There's a lot of chatter going around the blogs on the perils of self-publishing. I lurk on other writer's blogs, I admit, and rarely comment. I can't help it. I'm a lurker by nature. My father lurked, my grandfather lurked, and so on. We have the lurky gene.
Anyway, the upshot of it all is simple. If you just send it somewhere to be printed, it's not a publishing credit. If someone (agent and/or editor) has assessed and approved it, then it's a publishing credit.
Self-publishing also means you don't get any help at all with proofreading, editing, or any form of error correction. To those who consider themselves above all that, consider this; that's probably why you're not getting accepted by traditional publishers. Nobody likes a smartass.
There's also the marketing to consider. You can spend all your time doing this yourself, or you can let a publisher's marketing department do it for you. They know how. It's what they do. While they're doing that, you can be writing another book.
I don't think any kind of self-publishing is worthwhile for fiction. There are many non-fiction instances where it can work: say you researched your family history and wanted it in a bound book. Who's going to buy it?
Suppose you want to do a photographic record of your local area. Who'd buy that?
If you wrote any kind of academic or specialist book, who'd buy it?
The market for those things is very small and often very local. You're not going to interest a New York publisher in a photo-collection of the cheery vagrants of Marchway, nor of the fascinating mutated and often carnivorous plant life of Dume Swamp. For the village residents, such a book would be invaluable, but even so the total expected sales wouldn't exceed 50 copies. So it'll never have the Random House of Penguins on the cover, that's for sure.
My sarcastic friend, Romulus, has self-published a small book on ghosthunting. It's very short, and likely to appeal only to a small group of readers. So he put it through Lulu. That makes sense. No publisher would look at it, because it'll never sell enough to pay them. Plus, he doesn't really care how many he sells. It's not his primary source of income, not by a long way.
One idea that was mooted, I forget where, was that a writer might want to get themselves a printed copy of their finished novel before they send it out for agents to reject. Even after acceptance, it takes a long time before the book appears on shelves. You might not want to wait that long to see what it looks like in print.

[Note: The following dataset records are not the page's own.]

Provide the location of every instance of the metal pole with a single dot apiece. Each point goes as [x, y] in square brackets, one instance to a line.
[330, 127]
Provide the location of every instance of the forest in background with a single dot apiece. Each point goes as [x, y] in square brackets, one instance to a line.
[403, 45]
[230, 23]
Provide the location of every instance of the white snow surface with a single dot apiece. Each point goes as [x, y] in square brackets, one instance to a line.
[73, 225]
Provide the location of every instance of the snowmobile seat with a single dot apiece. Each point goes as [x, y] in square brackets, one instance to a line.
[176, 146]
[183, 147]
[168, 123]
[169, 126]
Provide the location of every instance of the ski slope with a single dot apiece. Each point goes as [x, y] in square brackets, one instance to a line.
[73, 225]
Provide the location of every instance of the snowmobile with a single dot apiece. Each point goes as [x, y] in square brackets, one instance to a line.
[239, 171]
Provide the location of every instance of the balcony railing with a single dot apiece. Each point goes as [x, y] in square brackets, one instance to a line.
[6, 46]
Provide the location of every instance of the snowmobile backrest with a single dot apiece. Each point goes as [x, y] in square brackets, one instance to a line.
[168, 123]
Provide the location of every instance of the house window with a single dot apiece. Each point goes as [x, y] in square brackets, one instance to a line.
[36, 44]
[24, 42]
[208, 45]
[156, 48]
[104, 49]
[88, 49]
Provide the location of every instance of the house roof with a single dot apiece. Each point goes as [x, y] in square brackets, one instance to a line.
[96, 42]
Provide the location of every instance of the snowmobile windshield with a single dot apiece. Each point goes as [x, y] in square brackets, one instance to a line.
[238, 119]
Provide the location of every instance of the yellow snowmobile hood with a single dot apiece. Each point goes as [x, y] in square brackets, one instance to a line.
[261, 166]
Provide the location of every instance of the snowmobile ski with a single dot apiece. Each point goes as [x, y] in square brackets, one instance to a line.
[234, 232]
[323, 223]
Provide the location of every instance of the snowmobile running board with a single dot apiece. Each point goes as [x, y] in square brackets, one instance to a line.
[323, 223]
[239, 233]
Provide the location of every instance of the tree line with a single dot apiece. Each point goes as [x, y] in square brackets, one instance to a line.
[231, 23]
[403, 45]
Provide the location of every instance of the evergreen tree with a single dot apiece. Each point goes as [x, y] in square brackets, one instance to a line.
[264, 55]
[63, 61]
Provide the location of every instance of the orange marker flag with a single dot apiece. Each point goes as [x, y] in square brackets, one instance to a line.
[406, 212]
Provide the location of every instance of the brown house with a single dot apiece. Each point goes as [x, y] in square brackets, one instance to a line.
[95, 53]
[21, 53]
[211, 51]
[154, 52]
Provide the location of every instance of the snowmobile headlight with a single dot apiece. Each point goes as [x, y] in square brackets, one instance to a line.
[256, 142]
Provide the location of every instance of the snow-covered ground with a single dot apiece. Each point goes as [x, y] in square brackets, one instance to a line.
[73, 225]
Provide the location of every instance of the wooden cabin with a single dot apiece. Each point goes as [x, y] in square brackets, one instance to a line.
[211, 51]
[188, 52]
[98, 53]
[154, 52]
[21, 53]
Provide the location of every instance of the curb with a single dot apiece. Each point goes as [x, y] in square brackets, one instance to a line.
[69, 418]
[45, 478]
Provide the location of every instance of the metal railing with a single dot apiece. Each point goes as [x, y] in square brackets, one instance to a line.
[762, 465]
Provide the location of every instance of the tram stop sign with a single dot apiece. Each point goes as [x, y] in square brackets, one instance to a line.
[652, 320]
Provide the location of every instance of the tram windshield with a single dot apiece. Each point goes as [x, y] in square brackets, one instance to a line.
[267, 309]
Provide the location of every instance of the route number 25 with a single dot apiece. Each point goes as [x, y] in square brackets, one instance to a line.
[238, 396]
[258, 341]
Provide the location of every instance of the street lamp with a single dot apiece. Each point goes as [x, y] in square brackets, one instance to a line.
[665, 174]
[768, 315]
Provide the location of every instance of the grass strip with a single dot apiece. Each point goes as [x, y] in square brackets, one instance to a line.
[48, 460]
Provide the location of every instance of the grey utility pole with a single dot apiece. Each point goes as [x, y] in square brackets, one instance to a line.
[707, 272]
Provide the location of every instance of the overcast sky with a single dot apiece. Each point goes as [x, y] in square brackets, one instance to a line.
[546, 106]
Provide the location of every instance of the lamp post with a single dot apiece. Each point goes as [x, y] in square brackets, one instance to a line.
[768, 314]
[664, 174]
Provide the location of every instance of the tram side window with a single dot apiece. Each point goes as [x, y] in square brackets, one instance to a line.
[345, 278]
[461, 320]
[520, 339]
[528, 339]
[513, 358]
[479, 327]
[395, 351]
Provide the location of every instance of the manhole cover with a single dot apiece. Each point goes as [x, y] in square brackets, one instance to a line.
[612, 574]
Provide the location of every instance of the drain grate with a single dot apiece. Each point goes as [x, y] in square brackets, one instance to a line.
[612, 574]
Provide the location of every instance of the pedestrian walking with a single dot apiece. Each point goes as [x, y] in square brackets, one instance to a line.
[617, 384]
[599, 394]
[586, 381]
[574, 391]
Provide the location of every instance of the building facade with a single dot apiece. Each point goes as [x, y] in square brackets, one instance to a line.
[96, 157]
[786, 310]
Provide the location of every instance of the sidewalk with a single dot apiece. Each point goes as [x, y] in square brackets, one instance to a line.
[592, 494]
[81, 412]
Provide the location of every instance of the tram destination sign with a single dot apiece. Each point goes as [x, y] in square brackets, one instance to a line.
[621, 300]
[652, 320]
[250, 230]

Well, you can do that through Lulu too. Just be sure never to make the book available to the public, or you've shot yourself in the foot. The best option would be to load it up, get as many copies as you want printed, then delete it (after the copies arrive). These are working copies only, you don't need to fool around with pretty covers. Don't buy too many: one to write on when you find the blunders you missed on screen, one to store away so you can remind yourself what it looked like before the agent/editor changed it all. That's all you need.
Lulu doesn't charge you to put books up. They only charge for the copies you buy. I can see where such an idea might be attractive, but beware - be absolutely sure the public don't get so much as a sniff, and be sure it's deleted before you send to agents. If they search on your name, or your title, and they find it on Lulu, they'll be reaching for the form rejection in the next instant.
Also, don't pass your Lulu copies around. It won't be as good as the final print, and if you have a lot of friends who are interested in it, why would they buy it if they've read it? How much money you make depends on who buys your book, not who reads it.
If you're a writer, you're self-employed. Even if you have another, real-life job, your writing counts as self-employment the moment you try to sell any. Just ask the taxman. It's your job. You should be paid for it, you shouldn't be giving your work away for free.
Most of all, you should never pay anyone anything in your quest to be published. Never. How would you react if, in your day-job, your boss demanded you pay for permission to come to work?
If anyone asks you to pay them to let you write for them, react the same way.